A newly-released University of Utah Health study revealed that more than 40% of Americans surveyed were less than honest about whether they had COVID or complied with preventative measures.

1,700 people were asked about how they talked about their COVID or vaccination status, or how they discussed precautionary measures with others. 42% of those surveys admitted they weren’t completely truthful about things like:

  • Not mentioning they had COVID (or thought they did) when going to see a doctor.
  • Telling someone they were vaccinated when they were not.
  • Breaking quarantine rules.
  • Telling others they were taking COVID precautions when they weren’t.
  • Saying they weren’t vaccinated when they were.

“Some individuals may think if they fib about their COVID-19 status once or twice, it’s not a big deal,” said Angela Fagerlin, Ph.D., senior author of the study and Chair of the Department of Population Health Sciences at U of U Health via a press release. “But if, as our study suggests, nearly half of us are doing it, that’s a significant problem that contributes to prolonging the pandemic.”

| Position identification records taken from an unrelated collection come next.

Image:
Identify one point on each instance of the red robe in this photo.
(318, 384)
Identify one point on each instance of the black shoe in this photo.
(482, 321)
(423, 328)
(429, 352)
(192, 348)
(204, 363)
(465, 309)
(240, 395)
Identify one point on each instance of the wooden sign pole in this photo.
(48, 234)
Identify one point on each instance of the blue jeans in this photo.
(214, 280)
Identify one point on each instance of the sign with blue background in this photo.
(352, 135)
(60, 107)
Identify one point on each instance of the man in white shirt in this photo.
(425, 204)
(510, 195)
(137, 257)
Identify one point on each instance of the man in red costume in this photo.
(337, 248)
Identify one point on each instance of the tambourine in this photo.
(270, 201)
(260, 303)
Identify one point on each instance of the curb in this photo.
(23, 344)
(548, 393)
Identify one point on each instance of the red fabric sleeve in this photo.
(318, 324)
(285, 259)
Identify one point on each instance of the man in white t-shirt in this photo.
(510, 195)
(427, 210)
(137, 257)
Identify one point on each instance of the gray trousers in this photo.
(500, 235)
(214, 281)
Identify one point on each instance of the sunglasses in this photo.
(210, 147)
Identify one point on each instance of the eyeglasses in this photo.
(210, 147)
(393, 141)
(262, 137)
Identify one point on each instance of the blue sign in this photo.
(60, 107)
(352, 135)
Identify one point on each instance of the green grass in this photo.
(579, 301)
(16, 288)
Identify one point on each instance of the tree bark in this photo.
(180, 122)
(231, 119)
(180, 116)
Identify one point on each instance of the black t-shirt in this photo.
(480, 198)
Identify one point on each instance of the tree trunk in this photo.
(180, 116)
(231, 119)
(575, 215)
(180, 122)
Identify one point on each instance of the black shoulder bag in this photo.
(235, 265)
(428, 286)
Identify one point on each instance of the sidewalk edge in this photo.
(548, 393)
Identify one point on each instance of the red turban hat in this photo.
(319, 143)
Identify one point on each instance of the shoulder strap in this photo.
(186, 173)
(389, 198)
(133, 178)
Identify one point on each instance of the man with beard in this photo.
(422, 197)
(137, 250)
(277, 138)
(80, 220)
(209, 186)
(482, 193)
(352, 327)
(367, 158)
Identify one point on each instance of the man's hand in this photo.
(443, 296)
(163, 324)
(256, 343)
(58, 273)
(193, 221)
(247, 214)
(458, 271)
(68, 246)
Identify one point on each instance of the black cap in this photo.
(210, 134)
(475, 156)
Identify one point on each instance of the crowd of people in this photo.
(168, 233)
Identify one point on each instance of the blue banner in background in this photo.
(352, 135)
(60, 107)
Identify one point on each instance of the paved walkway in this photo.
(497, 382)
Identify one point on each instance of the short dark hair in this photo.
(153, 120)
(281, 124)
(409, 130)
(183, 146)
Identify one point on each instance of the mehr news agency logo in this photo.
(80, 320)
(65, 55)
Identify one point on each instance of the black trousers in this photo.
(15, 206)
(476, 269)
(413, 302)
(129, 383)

Such behavior can have consequences. “When people are dishonest about their COVID-19 status or what precautions they are taking, it can increase the spread of disease in their community,” said co-lead author Andrea Gurmankin Levy, Ph.D.

The study’s authors also acknowledge they have no way to know if people were telling the truth in the study, which makes it possible that the findings may underrepresent how commonly people misrepresented their health status.

Researchers say the results of the survey are important to help better inform public health strategies for future worldwide illnesses.